Does Fintech Promote Entrepreneurship? Evidence from China

Fintech platforms have received praise for lifting up small companies, and criticism for strangling the market with anti-competitive behavior. In a recent paper, we argue there is some truth to both. Focusing on China, we find tentative evidence that services provided by Ant Group, an affiliate of e-commerce giant Alibaba and operator of the world’s largest mobile payment platform Alipay, can help entrepreneurs. At the same time, the company and a host of other internet finance platforms in China had to undergo significant restructuring over the last two years to appease regulators.

Supporters of digital finance platforms in China started the new year with a sigh of relief. Guo Shuqing, Chairman of the China Banking and Insurance Regulatory Commission (CBIRC) told reporters on January 9 that the special campaign to rectify the financial business of Ant Group and 13 other internet platform companies is basically complete. The 2-year-long campaign was launched just two days before Ant’s intended $37 billion blockbuster initial public offering in late 2020.

Since then, Ant Group has undergone a thorough restructuring process to please financial supervisors and competition authorities. The company had to take three major steps. First, Ant had to register as a Financial Holding Company, subject to capital requirements and tougher regulatory oversight by the PBOC. Financial services providers that are part of Ant Group are now supervised directly by relevant supervisory agencies (for banking, insurance, securities). Second, Ant’s small lending business was thoroughly redesigned. It split up its highly popular and lucrative Huabei and Jiebei loan products, keeping only a small fraction of the original loans balance under the newly formed Chongqing Ant Consumer Finance Co. Ltd. The relevant capital adequacy requirements put Ant on the same footing as commercial banks, in line with Basel III standards. Ant will no longer participate in capital or risk management of loans offered by third parties and only collect platform fees from external credit providers. Third, competition authorities cut internal ties within Jack Ma’s business empire that were deemed overly cozy or anti-competitive. The e-commerce platform of Alibaba must now accept digital payments from Alipay’s main competitor WechatPay, Ant’s top executives have quit Alibaba’s partnership structure, Jack Ma has ceded control over the Executive Board, and personal credit information is now in the hands of a newly licensed credit reporting agency where Ant is only a minority shareholder.

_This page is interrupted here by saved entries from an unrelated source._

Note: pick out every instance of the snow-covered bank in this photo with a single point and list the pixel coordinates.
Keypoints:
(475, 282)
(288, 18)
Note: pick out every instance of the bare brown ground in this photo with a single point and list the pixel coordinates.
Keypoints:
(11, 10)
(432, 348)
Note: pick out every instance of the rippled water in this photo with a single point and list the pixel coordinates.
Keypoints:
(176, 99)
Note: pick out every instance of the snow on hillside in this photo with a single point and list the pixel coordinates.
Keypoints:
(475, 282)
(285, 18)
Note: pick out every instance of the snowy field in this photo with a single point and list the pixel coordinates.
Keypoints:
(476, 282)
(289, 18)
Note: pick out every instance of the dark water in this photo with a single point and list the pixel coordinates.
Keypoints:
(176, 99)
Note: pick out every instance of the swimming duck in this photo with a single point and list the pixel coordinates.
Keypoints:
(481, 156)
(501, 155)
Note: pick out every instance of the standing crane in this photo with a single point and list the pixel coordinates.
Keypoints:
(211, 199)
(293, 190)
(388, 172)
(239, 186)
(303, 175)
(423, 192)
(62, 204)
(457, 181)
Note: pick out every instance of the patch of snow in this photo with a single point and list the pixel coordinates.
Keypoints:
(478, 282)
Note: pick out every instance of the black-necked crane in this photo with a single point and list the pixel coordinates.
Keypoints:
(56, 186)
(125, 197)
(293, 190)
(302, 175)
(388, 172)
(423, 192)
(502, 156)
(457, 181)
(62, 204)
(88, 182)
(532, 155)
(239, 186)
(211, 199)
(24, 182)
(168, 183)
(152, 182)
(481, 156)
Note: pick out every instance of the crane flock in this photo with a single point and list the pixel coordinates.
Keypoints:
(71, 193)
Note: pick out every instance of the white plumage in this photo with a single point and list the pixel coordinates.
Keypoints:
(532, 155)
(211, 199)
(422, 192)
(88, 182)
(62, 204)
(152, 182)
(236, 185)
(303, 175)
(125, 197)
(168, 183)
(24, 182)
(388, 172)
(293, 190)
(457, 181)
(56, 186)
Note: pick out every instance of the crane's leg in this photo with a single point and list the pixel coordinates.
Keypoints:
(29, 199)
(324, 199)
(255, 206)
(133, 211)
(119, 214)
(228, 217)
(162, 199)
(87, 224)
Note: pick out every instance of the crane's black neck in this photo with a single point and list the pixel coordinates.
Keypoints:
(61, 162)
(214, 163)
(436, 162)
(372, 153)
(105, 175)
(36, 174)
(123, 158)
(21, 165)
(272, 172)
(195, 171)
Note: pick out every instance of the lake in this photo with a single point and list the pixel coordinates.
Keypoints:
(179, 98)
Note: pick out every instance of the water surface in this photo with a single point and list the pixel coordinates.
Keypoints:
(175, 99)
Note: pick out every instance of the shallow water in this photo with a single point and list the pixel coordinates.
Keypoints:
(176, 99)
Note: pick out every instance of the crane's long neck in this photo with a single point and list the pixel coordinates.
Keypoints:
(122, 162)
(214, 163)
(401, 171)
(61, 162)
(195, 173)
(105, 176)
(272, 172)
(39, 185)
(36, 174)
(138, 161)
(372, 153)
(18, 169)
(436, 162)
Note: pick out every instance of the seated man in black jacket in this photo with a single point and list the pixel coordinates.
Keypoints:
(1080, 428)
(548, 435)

Many commentators have interpreted the crackdown on Ant and other internet platforms as an attack by the ruling Communist Party on private enterprise in China. The Party slogan of reigning in the “disorderly expansion of capital” might sound too Marxist for comfort to liberal ears, but to date there is no evidence that Beijing has actually aimed to turn internet platforms into state-owned enterprises or reduce the private sector share of the Chinese economy.

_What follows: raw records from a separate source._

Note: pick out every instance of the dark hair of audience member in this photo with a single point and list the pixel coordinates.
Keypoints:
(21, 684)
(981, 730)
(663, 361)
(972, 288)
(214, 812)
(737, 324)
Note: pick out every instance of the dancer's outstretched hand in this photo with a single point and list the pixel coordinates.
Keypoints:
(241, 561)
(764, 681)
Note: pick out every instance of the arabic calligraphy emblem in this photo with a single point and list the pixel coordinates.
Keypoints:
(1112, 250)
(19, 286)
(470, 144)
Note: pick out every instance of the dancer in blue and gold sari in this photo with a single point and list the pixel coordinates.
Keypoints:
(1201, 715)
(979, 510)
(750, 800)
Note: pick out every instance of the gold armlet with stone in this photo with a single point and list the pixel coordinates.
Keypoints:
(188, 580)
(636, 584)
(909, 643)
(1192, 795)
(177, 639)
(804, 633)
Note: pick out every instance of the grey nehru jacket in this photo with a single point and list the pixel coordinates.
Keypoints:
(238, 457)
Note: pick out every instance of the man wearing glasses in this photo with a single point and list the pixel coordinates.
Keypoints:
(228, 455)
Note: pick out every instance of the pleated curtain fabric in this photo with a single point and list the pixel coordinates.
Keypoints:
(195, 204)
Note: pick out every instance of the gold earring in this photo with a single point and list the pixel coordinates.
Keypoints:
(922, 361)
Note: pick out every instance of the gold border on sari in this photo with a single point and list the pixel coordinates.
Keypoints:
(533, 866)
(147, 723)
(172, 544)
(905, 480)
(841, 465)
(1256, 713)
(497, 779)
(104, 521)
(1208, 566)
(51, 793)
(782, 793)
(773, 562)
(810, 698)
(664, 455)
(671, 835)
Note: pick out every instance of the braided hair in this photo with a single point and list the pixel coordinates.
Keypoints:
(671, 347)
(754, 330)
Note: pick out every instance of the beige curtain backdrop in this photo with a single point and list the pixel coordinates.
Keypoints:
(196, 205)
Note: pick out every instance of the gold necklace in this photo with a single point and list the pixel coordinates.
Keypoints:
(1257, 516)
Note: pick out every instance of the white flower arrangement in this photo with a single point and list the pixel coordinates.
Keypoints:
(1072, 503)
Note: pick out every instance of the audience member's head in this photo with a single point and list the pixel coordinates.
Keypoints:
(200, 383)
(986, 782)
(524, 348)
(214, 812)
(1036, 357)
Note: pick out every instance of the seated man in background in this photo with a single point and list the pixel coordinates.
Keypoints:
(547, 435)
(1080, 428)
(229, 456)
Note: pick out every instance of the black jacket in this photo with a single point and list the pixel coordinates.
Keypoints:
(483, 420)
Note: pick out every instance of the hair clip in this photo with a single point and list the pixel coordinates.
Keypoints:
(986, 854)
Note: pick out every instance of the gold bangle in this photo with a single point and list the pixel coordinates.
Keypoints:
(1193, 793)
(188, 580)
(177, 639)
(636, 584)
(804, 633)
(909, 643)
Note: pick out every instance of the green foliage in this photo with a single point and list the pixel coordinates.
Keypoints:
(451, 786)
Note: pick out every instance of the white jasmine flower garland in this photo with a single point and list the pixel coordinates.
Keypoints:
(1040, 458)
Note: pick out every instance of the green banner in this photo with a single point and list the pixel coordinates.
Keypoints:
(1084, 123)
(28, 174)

Rather, top policymakers have supported domestic internet platforms throughout the 2010s. Most recently, at the Central Economic Work Conference in December, which set out the country’s 2023 economic policy agenda, Beijing reaffirmed it seeks to speed up the development of the digital economy and support platform enterprises as drivers of economic growth, job creation, and global competition.

But do internet finance platforms such as Ant actually promote entrepreneurship? In a recent Working Paper* co-authored with Zeynep Alraqeb (Bundesbank) and Camille Macaire (Banque de France), we answer this question with a cautious yes. Using a dataset on fintech adoption and labor statistics, we find that provinces with greater fintech adoption relative to the national average (see Figure 1) subsequently have a greater share of self-employment, without affecting private sector employment at large. To assess fintech adoption, we use an index compiled by the Institute of Digital Finance at Peking University, which measures how many people in a given county use Ant Group’s platform, how many digital financial services they use, and how many users obtain digital credit, among many other variables. We hypothesize that digital platforms allow would-be entrepreneurs to tap into formal and informal financing channels, get paid, and manage financial risk with ease – in a way traditional banks were never able to provide.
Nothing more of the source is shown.